Adams 14 school board members on Tuesday night said MGT’s report insinuated work in the district stopped when MGT wasn’t there.

“We have a superintendent and it is her job to run our district,” board President Lewis said. “Just because MGT wasn’t here during that time, doesn’t mean that learning wasn’t going on. It certainly was. That paints a picture of we weren’t doing anything, but we were.”

MGT did not respond to requests for comment regarding the district’s concerns.

The report also cited ongoing loss of top staff. Adams 14 has long struggled with turnover in leadership. But last year, under MGT management, the turnover rate for principals and assistant principals was the lowest in at least six years. Teacher turnover also decreased in 2020. 

Nationwide, turnover rates in schools decreased in 2020 as pandemic uncertainty led people to hold onto their jobs. 

Since the start of this school year, two principals already have left Adams 14. The turnover has also affected district administration.

Of 20 people who were in the first group to undergo leadership training at the University of Virginia last year as part of MGT’s improvement plan, at least eight are no longer working in the district. 

Adams 14 board member Janet Estrada said the way MGT talked about staff turnover suggested that people left the district because of the work stoppage order, “which might not be the case.”

In the state’s summary of progress, state officials also raise concerns about how well MGT and district leaders are working together, and especially how that is impacting the ability to improve the two schools with the lowest performance, Central Elementary and Adams City High School. 

“Although CDE has observed that Adams 14 executive directors and MGT turnaround specialists are more coordinated, it is inconsistent between schools,” the state’s update states. “Not all schools are receiving aligned support of teaching and learning in all content areas, including bilingual education.”

At Central in particular, the state’s progress report suggests that the State Board may want to reopen hearings to consider issuing a new improvement order focusing on the school.

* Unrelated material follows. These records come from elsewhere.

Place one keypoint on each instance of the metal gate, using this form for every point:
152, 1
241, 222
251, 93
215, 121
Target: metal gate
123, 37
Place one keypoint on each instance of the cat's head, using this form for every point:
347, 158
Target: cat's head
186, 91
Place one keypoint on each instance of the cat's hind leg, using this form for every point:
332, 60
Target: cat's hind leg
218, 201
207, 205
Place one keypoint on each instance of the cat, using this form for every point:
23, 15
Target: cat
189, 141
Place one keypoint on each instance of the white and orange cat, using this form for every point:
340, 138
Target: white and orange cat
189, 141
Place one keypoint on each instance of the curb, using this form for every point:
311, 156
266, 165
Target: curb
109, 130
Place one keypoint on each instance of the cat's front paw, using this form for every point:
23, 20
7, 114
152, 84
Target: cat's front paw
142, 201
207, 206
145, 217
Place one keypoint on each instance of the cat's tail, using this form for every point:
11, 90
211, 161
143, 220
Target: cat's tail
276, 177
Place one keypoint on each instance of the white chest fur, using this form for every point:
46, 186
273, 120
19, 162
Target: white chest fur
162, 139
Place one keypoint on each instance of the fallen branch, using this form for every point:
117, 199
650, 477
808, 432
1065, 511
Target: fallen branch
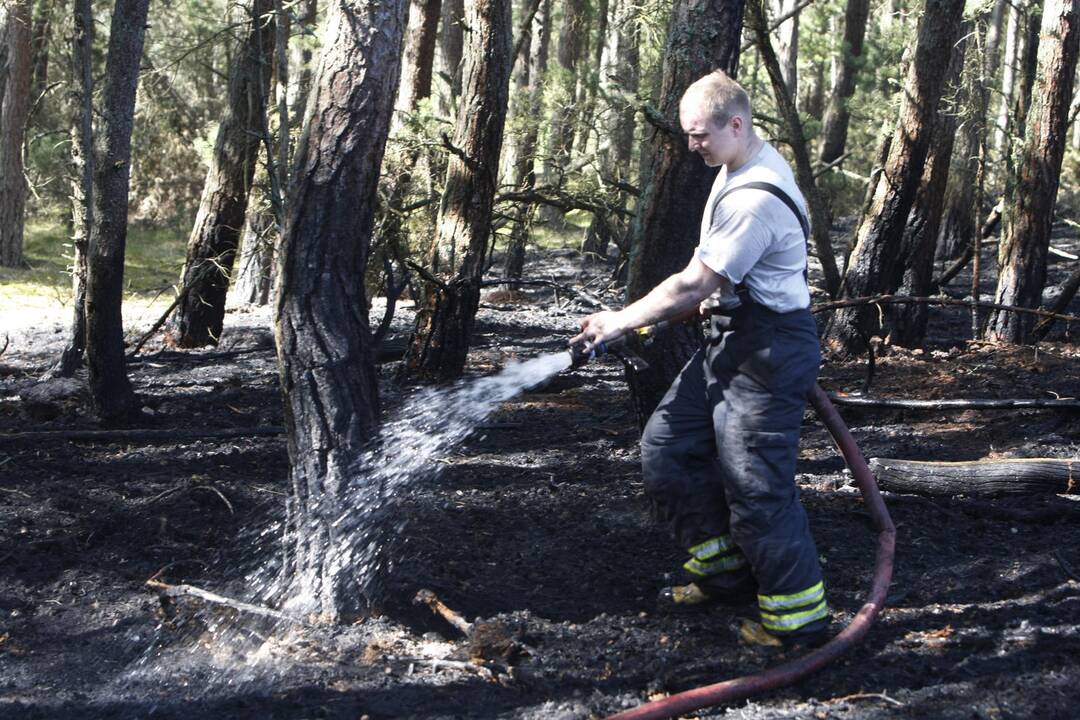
901, 299
138, 434
581, 295
979, 477
164, 589
1066, 568
972, 404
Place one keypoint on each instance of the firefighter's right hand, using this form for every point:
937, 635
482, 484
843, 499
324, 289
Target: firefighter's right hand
599, 327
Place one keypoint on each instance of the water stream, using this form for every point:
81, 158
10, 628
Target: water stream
234, 648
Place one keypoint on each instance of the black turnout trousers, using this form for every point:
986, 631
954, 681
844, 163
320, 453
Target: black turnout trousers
718, 458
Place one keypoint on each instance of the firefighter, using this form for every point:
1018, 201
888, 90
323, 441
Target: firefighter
718, 453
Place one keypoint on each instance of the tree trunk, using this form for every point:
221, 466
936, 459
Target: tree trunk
1010, 62
255, 271
444, 323
418, 62
39, 48
908, 322
1031, 191
14, 107
834, 131
534, 72
563, 97
82, 178
110, 391
215, 238
702, 35
874, 267
962, 215
820, 221
451, 46
787, 48
324, 350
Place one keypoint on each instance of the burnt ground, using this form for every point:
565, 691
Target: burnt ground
537, 522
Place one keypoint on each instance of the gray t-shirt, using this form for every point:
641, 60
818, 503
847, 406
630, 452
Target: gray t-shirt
754, 238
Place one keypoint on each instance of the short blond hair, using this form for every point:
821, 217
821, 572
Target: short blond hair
721, 96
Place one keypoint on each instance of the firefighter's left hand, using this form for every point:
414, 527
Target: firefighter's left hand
599, 327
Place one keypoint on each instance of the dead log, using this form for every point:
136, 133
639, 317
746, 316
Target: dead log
137, 434
987, 478
166, 591
957, 404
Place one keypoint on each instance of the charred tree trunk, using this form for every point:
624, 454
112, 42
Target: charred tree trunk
787, 48
255, 265
215, 238
451, 48
444, 323
1033, 189
418, 63
324, 350
110, 391
702, 35
834, 131
563, 97
531, 82
820, 221
961, 214
14, 108
82, 178
908, 323
874, 268
39, 48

Previously, the state had allowed the district order to encompass improvement of the two low-performing schools. 

Loria, the superintendent, said she first saw the presentation when the board received it, after it had been submitted to the state.

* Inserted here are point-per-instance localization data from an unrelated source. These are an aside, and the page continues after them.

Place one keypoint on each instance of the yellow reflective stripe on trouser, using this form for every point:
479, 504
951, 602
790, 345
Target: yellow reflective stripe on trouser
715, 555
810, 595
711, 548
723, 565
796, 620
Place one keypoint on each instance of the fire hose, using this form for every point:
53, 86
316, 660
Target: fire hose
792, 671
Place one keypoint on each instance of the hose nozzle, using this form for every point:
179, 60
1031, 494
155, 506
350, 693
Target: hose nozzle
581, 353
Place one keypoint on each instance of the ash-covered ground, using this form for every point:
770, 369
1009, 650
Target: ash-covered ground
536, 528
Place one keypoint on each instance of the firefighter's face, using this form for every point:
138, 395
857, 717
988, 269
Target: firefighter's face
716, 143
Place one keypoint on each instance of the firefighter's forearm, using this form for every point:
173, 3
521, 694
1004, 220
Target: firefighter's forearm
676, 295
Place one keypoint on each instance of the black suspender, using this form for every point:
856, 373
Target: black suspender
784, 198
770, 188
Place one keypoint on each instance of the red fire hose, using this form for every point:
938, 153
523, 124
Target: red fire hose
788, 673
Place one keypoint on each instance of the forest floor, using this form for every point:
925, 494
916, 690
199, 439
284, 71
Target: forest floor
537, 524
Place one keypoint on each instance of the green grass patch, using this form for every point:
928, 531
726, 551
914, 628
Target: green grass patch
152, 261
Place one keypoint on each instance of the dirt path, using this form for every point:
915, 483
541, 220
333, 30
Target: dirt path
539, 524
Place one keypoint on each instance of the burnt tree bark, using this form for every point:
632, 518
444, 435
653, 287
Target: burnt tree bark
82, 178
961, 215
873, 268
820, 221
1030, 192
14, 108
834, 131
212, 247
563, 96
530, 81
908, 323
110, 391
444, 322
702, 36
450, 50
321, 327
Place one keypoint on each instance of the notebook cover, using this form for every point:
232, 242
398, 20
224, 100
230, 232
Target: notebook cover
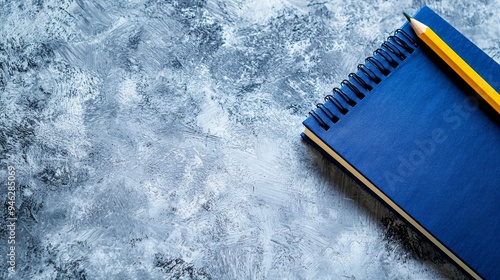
423, 140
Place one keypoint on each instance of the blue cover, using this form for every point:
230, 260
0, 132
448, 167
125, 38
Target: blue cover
421, 138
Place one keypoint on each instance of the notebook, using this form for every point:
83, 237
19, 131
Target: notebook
417, 137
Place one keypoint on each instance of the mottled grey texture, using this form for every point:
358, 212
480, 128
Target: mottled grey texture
160, 139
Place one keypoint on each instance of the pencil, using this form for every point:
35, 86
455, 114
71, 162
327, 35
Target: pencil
462, 68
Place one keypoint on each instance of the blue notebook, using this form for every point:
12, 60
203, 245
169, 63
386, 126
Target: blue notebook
419, 138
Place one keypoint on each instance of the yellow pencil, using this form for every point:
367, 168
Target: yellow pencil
431, 39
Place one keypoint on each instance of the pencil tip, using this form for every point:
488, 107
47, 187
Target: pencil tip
408, 17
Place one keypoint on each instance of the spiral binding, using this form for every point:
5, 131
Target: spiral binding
385, 59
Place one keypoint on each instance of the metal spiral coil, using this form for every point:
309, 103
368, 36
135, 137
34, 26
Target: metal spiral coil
385, 59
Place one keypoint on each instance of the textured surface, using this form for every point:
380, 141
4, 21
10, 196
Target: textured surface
159, 139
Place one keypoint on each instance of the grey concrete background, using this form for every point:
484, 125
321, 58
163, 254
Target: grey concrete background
160, 139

She and other board members said the presentation seemed to be “pointing the finger” at district leaders.

“We will have a response to the things we consider are telling half truth and therefore not expressing the entire picture,” Loria said.

Asked why the State Board was going to hear from MGT and not from Adams 14’s superintendent, a spokesman for the Department of Education said, “Last month the State Board requested MGT and the Adams 14 superintendent give an update in November. MGT has full management authority for the district, and it has chosen how it wants to do the presentation this month.”

MGT has had to give quarterly updates to the State Board since it took over the district in 2019, but this is the first time the district has had a superintendent not employed by MGT.